Opening night didn’t go the way the hometown faithful had hoped at the Callie Curling Club.
It was a tough start for the host University of Regina Cougars at the U Sports/CCAA Canadian Curling Championships, as both the men’s and women’s teams dropped their opening draws on Tuesday.
The Regina men, skipped by Carter Williamson, opened against Carleton University and showed early signs they were ready for the moment.
Williamson started things with a single in the first end — a steady, workmanlike beginning in front of the home crowd.
But Carleton answered immediately with a deuce in the second, and that’s when the ice began to tilt.
Carleton skip Owen Nicholls delivered the decisive blow in the third end, stealing three to surge ahead 5-1. In a championship field, that’s the kind of swing that forces you to chase.
Williamson managed to stop the bleeding with a single before the fourth-end break, trimming the deficit to 5-2. The teams traded singles in the sixth and seventh ends, but Regina couldn’t generate the multiple-point end they desperately needed.
In the eighth, Carleton applied the vice grips — running the Cougars out of rocks to seal a 7-3 victory.
It’s a long week, but the margin for error at nationals is razor-thin. Regina learned that quickly.
Williamson and the men are back on the ice Wednesday, facing Dalhousie University at 1 p.m. before a primetime clash with Wilfrid Laurier University at 7:30 p.m.
On the women’s side, skip Chloe Johnston and her Regina rink ran into a Guelph team that didn’t miss much of anything early.
University of Guelph came out firing, capitalizing on every opportunity while putting three on the board in the opening end.
Johnston responded with hammer in the second, drawing for a single to make it 3-1. After a blank third end, however, the game turned dramatically.
Guelph skip Katrina Frlan orchestrated a five-point fourth end — the kind that forces you into gamble mode the rest of the way — sending Regina to the break staring at an 8-1 deficit.

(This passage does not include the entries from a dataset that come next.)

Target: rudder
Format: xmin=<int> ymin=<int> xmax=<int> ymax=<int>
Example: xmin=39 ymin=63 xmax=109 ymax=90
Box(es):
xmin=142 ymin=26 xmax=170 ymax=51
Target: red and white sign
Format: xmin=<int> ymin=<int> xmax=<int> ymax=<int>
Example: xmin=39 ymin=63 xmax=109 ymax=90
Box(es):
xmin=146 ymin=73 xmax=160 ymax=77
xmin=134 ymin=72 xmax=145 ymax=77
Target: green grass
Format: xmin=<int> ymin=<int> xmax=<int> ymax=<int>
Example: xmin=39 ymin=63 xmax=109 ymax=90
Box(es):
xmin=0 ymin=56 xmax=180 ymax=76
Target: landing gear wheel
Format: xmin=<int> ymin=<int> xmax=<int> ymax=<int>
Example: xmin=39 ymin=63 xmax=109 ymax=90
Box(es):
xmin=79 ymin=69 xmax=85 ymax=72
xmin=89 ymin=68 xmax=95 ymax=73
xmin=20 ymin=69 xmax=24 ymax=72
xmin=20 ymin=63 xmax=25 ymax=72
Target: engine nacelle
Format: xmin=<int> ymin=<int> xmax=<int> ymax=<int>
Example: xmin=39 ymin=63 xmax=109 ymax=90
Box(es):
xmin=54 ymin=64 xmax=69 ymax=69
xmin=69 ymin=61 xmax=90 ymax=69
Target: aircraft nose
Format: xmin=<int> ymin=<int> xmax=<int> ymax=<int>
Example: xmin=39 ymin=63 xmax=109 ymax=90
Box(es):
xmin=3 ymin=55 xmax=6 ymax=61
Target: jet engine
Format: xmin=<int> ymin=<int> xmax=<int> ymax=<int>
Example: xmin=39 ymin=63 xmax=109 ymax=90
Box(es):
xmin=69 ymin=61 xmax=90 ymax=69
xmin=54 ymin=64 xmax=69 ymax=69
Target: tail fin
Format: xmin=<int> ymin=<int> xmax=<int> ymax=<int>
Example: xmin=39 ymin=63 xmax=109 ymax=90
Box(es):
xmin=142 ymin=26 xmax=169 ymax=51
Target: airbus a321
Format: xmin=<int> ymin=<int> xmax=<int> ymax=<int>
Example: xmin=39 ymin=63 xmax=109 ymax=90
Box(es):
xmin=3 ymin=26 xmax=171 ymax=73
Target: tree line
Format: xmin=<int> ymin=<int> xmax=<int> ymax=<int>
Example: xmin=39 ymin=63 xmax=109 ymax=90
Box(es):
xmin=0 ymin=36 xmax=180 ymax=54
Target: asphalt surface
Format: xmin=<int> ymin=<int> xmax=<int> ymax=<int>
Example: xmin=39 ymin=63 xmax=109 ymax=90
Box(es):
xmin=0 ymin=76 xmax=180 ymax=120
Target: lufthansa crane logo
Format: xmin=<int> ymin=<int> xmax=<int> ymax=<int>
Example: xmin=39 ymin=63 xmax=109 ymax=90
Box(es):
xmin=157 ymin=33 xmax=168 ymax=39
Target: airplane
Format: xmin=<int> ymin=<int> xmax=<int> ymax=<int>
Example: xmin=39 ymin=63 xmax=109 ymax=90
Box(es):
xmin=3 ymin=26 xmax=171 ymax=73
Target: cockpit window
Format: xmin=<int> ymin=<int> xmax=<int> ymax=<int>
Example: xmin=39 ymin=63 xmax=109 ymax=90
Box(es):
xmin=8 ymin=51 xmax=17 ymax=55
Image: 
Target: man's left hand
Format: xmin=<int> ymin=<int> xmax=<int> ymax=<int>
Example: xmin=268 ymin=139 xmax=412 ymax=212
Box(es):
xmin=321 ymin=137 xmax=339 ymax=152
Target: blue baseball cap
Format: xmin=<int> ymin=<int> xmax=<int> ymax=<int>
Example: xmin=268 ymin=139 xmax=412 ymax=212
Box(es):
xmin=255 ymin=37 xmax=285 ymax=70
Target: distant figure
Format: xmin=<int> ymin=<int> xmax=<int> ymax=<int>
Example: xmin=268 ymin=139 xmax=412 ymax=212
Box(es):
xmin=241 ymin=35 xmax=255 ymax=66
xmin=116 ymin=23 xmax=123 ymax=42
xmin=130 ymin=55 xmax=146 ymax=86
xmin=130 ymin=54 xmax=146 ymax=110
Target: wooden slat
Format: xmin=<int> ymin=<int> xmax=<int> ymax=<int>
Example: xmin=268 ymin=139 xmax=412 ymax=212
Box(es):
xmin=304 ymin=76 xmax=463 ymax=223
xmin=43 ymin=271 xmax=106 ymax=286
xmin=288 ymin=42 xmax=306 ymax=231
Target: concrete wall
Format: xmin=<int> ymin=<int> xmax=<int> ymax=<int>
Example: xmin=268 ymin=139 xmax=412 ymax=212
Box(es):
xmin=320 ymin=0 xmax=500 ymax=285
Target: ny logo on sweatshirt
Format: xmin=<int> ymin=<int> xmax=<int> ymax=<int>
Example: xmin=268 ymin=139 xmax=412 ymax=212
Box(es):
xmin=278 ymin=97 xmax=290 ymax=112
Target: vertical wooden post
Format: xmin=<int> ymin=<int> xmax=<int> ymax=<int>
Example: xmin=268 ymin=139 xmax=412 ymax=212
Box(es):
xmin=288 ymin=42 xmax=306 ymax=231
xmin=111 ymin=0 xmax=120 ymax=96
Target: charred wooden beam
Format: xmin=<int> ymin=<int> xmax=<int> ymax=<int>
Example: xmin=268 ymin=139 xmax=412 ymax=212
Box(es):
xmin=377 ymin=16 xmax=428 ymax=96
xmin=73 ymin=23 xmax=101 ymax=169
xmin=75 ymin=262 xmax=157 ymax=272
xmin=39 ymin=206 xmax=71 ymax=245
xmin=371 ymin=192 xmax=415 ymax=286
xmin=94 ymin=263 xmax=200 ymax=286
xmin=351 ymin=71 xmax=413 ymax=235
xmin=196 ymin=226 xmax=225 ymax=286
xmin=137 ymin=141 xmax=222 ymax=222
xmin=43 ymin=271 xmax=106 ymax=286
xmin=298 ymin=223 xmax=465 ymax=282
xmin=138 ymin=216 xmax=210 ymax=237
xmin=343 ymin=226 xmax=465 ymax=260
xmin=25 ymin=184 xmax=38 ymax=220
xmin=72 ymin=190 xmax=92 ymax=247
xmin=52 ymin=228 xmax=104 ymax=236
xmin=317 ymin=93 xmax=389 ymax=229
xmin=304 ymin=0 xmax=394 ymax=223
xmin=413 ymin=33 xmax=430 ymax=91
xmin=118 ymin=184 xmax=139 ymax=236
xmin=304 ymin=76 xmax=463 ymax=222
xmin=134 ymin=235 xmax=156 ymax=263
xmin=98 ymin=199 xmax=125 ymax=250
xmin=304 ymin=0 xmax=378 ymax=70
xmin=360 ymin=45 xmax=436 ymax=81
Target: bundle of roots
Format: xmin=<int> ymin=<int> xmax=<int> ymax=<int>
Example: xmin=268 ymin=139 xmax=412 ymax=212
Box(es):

From there, Johnston had no choice but to push.
In the fifth, she rolled the dice trying to manufacture a big end, but instead surrendered a steal of two. To their credit, the Cougars didn’t pack it in. Regina answered with a pair in the sixth, but the hole was simply too deep.
The teams shook hands at 10-3.
Like the men’s squad, the women don’t have long to dwell on it. Johnston returns to the ice Wednesday for a noon matchup with Queen's University, followed by an evening draw against the University of Calgary at 8 p.m.